An August 2006 article in Business Week, Nancy Killefer analyzed what she called the government's "public productivity deficit."

At this point, no one is certain how Nancy Killefer plans to carry out her duties as chief performance officer for the incoming Obama administration. But we do have an idea of how Killefer sizes up the job, thanks to an August 2006 article she co-authored for Business Week magazine.

In the article, Killefer, then a senior partner at McKinsey and Co., noted that the past decade had been "one of America's finest in terms of productivity growth" -- in most areas at least.

"Despite numerous attempts at management reform and a panoply of opportunities to transfer best practices between the private and public sectors, government seems to have missed out on the productivity boom seen in the private sector," wrote Killefer and Lenny Mendonca, a senior partner and chairman of the McKinsey Global Institute.

"That's a shame, because while there are important differences between the public and private sectors, government does an abundance of grantmaking, procurement, property management, customer service, and other jobs ripe for productivity improvement."

So how can the government close this "public productivity deficit"? The answer is found in a McKinsey whitepaper, published at the same time.

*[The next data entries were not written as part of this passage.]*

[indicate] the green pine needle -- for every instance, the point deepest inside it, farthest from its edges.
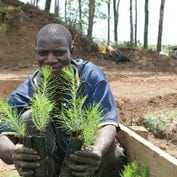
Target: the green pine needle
(42, 103)
(134, 169)
(78, 121)
(11, 120)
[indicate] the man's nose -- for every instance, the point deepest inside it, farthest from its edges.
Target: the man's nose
(51, 58)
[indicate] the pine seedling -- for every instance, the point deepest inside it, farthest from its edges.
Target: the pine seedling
(10, 119)
(42, 103)
(93, 115)
(79, 121)
(133, 169)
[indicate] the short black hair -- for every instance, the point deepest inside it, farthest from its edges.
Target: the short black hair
(53, 29)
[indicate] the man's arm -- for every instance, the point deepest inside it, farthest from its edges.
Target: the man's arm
(6, 149)
(105, 137)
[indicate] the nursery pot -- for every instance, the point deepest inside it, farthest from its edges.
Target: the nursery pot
(74, 145)
(38, 144)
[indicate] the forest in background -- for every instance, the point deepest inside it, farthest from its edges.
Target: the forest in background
(82, 14)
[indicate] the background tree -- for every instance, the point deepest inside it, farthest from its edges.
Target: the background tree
(109, 16)
(131, 23)
(80, 16)
(146, 23)
(159, 39)
(136, 15)
(91, 17)
(47, 5)
(56, 8)
(116, 17)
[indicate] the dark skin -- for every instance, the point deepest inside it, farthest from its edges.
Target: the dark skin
(56, 52)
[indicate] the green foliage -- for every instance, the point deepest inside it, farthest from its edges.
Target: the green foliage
(93, 114)
(158, 122)
(11, 120)
(42, 104)
(133, 169)
(5, 16)
(79, 121)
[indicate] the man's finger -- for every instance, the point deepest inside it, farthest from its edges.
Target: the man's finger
(25, 157)
(27, 165)
(84, 160)
(24, 150)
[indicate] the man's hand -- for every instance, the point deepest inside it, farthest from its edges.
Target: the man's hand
(84, 162)
(25, 160)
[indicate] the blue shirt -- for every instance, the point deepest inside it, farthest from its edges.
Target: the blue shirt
(94, 85)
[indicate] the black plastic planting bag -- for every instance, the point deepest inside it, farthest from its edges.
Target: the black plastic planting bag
(74, 145)
(38, 144)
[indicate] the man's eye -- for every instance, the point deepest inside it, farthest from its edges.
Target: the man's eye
(42, 53)
(59, 53)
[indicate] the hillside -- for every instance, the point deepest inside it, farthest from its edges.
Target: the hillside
(147, 83)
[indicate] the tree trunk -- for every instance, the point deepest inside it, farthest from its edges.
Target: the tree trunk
(80, 15)
(131, 24)
(57, 8)
(146, 24)
(108, 22)
(47, 5)
(159, 40)
(91, 17)
(136, 14)
(116, 16)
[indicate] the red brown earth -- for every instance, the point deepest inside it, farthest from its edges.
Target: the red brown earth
(146, 84)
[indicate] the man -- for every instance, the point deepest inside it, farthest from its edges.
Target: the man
(105, 158)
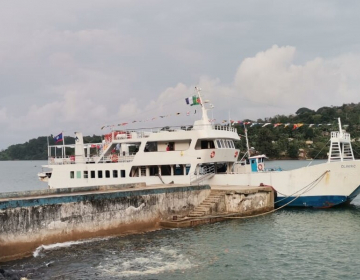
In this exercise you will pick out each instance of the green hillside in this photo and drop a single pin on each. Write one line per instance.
(279, 142)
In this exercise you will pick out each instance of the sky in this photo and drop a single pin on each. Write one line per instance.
(69, 66)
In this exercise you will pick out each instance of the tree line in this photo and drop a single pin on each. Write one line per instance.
(276, 142)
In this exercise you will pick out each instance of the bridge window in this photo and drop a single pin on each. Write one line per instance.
(204, 144)
(165, 170)
(154, 170)
(122, 173)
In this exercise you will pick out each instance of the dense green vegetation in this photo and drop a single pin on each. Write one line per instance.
(304, 142)
(276, 142)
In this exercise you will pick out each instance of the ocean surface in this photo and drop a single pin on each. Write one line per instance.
(287, 244)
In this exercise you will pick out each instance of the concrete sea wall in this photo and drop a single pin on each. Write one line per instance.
(44, 218)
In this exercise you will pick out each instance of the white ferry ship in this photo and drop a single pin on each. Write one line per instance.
(203, 153)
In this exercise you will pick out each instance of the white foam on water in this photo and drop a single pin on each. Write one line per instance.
(56, 246)
(163, 260)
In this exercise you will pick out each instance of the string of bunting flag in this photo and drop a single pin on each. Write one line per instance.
(192, 100)
(187, 113)
(294, 126)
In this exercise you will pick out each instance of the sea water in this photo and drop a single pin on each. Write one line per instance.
(287, 244)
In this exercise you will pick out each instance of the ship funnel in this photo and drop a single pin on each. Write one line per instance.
(79, 148)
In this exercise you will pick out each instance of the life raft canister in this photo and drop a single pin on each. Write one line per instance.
(114, 158)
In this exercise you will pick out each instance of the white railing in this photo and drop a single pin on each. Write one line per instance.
(336, 134)
(225, 128)
(145, 132)
(202, 174)
(107, 159)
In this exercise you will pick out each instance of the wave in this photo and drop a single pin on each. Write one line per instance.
(56, 246)
(162, 260)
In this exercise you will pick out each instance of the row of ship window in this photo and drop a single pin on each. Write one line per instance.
(98, 174)
(225, 144)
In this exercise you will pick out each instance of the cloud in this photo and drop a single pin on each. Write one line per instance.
(266, 84)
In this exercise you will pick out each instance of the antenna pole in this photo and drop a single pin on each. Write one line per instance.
(247, 141)
(204, 110)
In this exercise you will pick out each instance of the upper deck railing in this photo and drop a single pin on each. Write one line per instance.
(336, 134)
(146, 132)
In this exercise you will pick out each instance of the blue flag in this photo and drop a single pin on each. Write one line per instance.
(58, 138)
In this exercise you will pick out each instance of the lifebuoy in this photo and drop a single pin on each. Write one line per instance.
(114, 158)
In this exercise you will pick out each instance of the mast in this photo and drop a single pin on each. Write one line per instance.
(247, 141)
(205, 117)
(340, 129)
(204, 122)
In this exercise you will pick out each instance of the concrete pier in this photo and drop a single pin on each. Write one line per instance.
(226, 202)
(31, 219)
(35, 218)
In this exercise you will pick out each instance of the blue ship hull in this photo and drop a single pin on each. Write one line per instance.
(317, 201)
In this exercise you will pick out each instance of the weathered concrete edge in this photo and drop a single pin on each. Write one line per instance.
(67, 190)
(51, 200)
(213, 219)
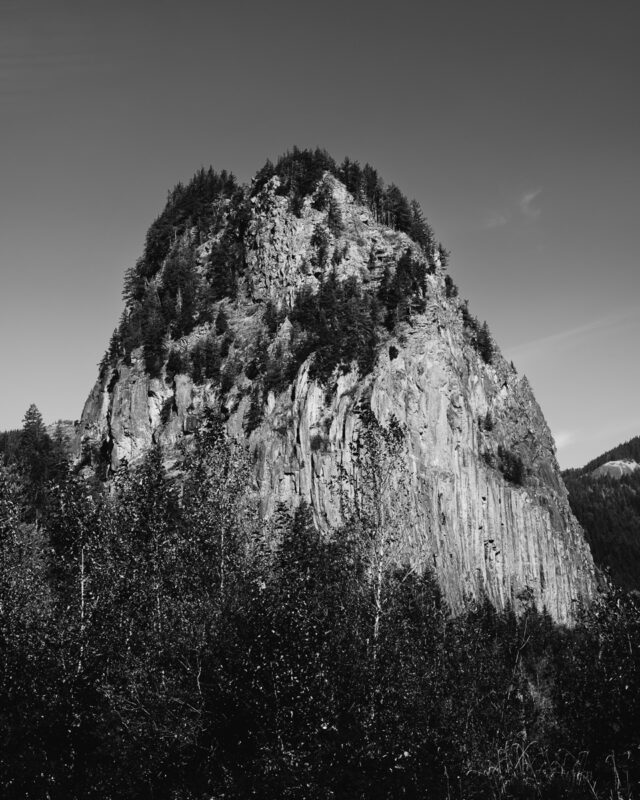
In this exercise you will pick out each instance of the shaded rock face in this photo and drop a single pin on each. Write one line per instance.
(457, 513)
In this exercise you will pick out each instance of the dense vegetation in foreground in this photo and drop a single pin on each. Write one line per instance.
(159, 641)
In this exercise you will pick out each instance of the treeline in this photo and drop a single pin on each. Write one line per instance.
(609, 511)
(301, 170)
(159, 641)
(37, 458)
(164, 309)
(626, 451)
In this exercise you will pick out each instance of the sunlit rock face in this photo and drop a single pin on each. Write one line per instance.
(482, 530)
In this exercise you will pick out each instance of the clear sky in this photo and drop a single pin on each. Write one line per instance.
(516, 124)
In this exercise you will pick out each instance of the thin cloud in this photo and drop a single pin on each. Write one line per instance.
(527, 207)
(495, 220)
(569, 337)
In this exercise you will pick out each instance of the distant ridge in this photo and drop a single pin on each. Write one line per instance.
(626, 451)
(605, 497)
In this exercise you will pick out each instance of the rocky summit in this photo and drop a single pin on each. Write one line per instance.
(307, 308)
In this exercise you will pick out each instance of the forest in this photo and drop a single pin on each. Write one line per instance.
(159, 639)
(609, 511)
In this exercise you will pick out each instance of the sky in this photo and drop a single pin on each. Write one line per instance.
(514, 123)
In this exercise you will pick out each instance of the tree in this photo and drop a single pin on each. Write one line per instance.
(35, 459)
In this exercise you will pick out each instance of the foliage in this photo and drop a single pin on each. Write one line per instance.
(478, 335)
(608, 509)
(158, 642)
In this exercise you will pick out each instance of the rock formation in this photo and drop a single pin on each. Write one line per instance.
(476, 491)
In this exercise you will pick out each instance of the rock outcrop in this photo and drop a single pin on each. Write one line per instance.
(476, 491)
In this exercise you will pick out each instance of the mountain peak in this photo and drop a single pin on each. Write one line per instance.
(298, 304)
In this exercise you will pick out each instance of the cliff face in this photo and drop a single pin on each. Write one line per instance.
(475, 494)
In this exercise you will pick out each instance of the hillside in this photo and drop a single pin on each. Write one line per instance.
(606, 500)
(303, 304)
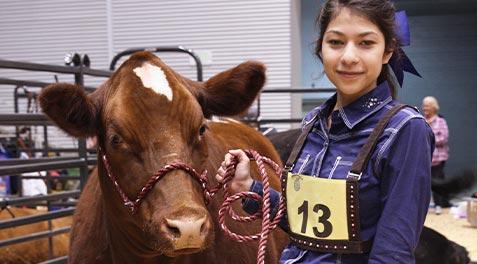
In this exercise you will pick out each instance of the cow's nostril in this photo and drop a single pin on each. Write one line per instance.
(203, 227)
(173, 230)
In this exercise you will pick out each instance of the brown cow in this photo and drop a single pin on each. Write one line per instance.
(34, 251)
(146, 116)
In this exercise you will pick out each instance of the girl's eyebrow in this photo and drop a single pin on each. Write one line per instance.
(360, 34)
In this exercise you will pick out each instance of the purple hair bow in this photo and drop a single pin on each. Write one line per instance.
(399, 62)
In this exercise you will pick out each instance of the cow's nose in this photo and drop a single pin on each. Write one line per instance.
(186, 232)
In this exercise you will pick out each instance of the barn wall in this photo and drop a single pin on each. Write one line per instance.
(443, 49)
(231, 31)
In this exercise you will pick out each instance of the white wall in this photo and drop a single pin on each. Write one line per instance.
(232, 31)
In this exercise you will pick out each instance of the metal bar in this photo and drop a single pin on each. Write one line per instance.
(60, 260)
(57, 177)
(17, 169)
(23, 82)
(59, 150)
(305, 90)
(33, 160)
(24, 119)
(14, 222)
(180, 49)
(263, 121)
(34, 236)
(36, 67)
(84, 168)
(34, 84)
(50, 197)
(54, 204)
(97, 73)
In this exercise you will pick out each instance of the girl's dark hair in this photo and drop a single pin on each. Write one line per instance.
(380, 12)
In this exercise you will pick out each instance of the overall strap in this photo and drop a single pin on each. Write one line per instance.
(366, 151)
(299, 145)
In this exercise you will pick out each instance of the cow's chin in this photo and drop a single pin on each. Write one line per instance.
(185, 251)
(173, 248)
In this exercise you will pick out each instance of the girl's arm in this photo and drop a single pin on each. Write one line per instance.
(405, 193)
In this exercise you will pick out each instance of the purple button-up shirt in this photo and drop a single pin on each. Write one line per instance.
(394, 190)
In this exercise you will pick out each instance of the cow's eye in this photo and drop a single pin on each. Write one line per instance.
(115, 140)
(202, 129)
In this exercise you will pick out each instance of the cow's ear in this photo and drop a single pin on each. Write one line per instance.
(70, 108)
(233, 91)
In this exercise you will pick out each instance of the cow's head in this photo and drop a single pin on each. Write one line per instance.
(146, 116)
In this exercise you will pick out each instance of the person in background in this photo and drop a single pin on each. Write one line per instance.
(430, 107)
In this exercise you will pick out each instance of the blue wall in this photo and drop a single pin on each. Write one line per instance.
(444, 50)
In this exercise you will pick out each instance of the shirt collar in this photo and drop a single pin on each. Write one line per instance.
(358, 110)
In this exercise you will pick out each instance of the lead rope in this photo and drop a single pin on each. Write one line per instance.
(267, 224)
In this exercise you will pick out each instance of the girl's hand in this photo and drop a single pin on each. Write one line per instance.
(242, 179)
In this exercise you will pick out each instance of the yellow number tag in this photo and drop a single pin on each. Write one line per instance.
(316, 207)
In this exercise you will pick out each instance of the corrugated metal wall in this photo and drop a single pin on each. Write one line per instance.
(232, 31)
(43, 32)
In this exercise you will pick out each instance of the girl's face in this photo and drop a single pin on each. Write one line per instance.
(353, 54)
(428, 109)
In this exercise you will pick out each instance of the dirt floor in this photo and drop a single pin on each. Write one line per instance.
(457, 230)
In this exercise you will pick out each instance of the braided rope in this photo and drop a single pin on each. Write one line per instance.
(267, 224)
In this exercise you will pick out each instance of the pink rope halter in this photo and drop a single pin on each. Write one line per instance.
(267, 223)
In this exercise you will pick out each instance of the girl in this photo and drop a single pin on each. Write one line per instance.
(327, 219)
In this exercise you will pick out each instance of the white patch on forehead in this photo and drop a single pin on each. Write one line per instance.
(225, 120)
(153, 77)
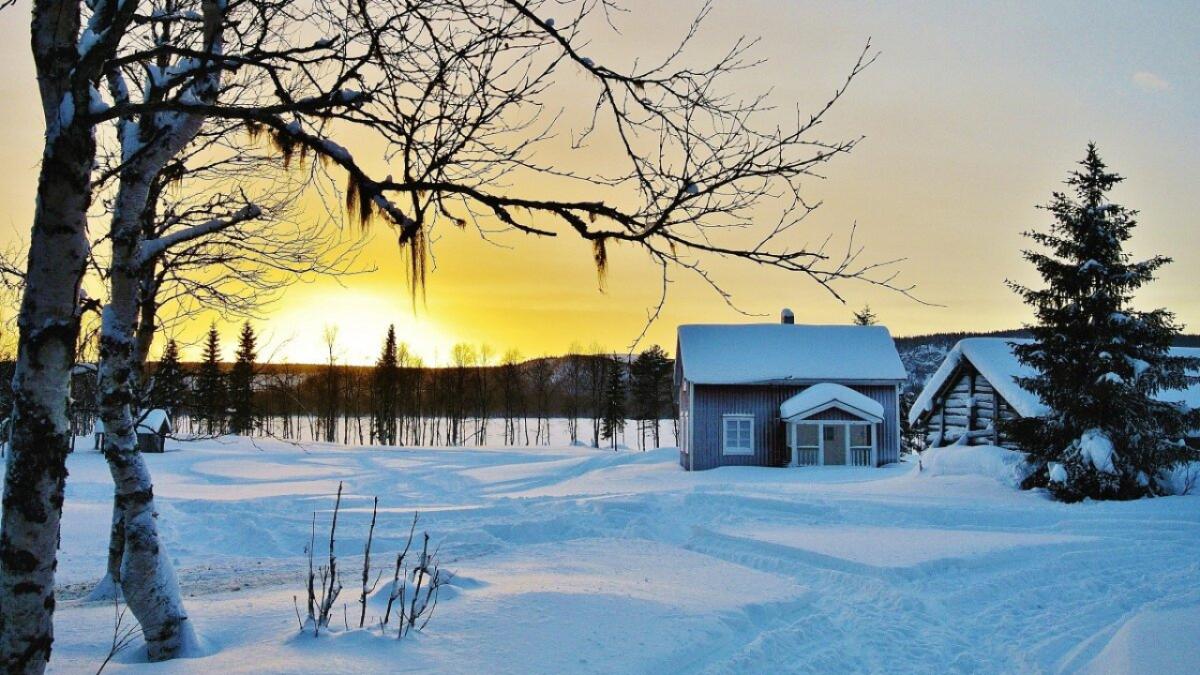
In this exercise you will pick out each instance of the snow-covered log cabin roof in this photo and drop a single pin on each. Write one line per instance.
(827, 394)
(755, 353)
(994, 358)
(151, 423)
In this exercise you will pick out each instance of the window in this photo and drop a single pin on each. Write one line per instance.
(737, 435)
(861, 444)
(808, 444)
(807, 436)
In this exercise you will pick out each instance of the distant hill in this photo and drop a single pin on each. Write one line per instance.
(921, 354)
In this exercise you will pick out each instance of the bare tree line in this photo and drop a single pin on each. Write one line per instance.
(475, 400)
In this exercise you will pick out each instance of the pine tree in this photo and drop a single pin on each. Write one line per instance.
(169, 388)
(651, 388)
(1099, 360)
(241, 383)
(210, 387)
(613, 411)
(385, 390)
(865, 316)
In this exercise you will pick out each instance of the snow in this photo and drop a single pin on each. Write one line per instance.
(575, 560)
(996, 362)
(151, 423)
(1002, 465)
(1057, 472)
(775, 352)
(1144, 644)
(1097, 449)
(826, 393)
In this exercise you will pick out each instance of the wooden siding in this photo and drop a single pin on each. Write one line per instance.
(712, 401)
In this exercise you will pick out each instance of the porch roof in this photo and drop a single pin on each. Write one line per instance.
(826, 395)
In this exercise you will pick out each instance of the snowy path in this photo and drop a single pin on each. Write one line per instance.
(585, 561)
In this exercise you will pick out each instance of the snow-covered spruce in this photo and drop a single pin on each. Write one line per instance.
(1097, 363)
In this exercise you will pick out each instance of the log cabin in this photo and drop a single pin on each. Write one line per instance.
(787, 395)
(153, 428)
(976, 386)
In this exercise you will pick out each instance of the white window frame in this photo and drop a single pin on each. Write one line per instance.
(739, 451)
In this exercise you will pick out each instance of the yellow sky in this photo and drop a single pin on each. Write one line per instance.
(972, 117)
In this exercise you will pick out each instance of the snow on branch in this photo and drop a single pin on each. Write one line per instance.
(151, 249)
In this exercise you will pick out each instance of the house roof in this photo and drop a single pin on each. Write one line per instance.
(828, 394)
(994, 358)
(151, 423)
(778, 352)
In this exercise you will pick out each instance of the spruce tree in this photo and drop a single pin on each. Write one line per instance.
(210, 387)
(651, 387)
(385, 392)
(613, 418)
(865, 316)
(1099, 362)
(169, 388)
(241, 382)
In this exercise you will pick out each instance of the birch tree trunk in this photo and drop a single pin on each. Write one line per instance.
(145, 574)
(35, 475)
(36, 472)
(139, 565)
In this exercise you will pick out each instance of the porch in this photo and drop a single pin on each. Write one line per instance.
(829, 424)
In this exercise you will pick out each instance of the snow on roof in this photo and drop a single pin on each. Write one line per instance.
(151, 423)
(769, 352)
(994, 358)
(154, 420)
(825, 394)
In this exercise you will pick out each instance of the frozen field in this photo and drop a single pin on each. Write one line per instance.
(574, 560)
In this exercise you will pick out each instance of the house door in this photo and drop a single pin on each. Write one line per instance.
(833, 443)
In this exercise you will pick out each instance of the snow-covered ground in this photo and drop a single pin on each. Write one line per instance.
(575, 560)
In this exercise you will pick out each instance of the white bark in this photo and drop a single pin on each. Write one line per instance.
(35, 475)
(145, 575)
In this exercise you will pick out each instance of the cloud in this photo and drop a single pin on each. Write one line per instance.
(1150, 82)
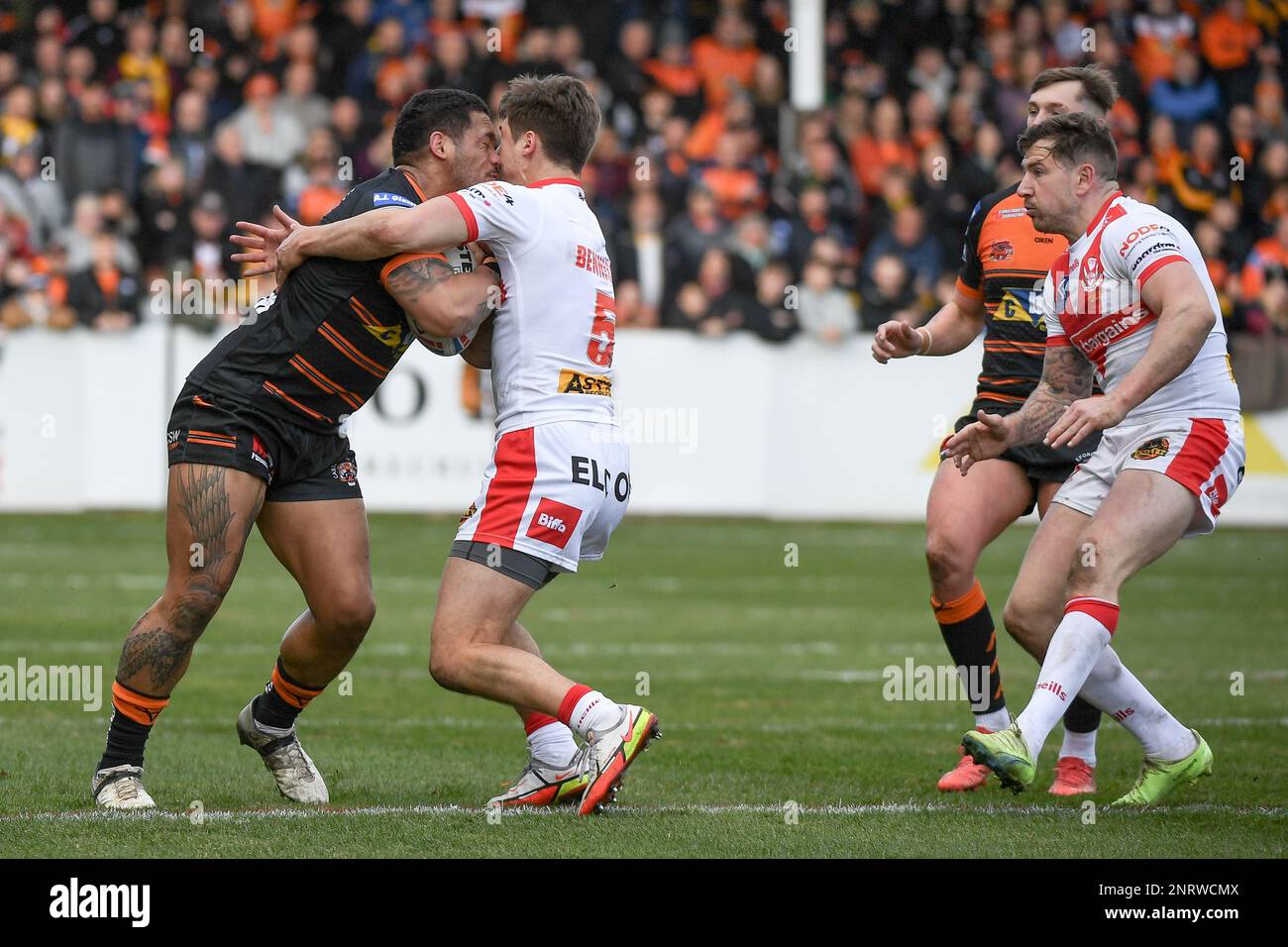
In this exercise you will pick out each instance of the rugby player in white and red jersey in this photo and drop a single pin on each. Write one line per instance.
(1131, 305)
(559, 476)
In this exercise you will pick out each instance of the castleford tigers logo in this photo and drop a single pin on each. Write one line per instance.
(572, 381)
(1151, 450)
(259, 453)
(389, 335)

Their recommendations fall in two areas: Transparency and transformation.

Under transparency, the McKinsey team suggests measuring government productivity, adopting an ambitious productivity growth target and bringing true transparency to government performance.

Under transformation, they recommend creating incentives to boost productivity, investing in agency management capability, and strengthening the emphasis on management at the Office of Budget and Management.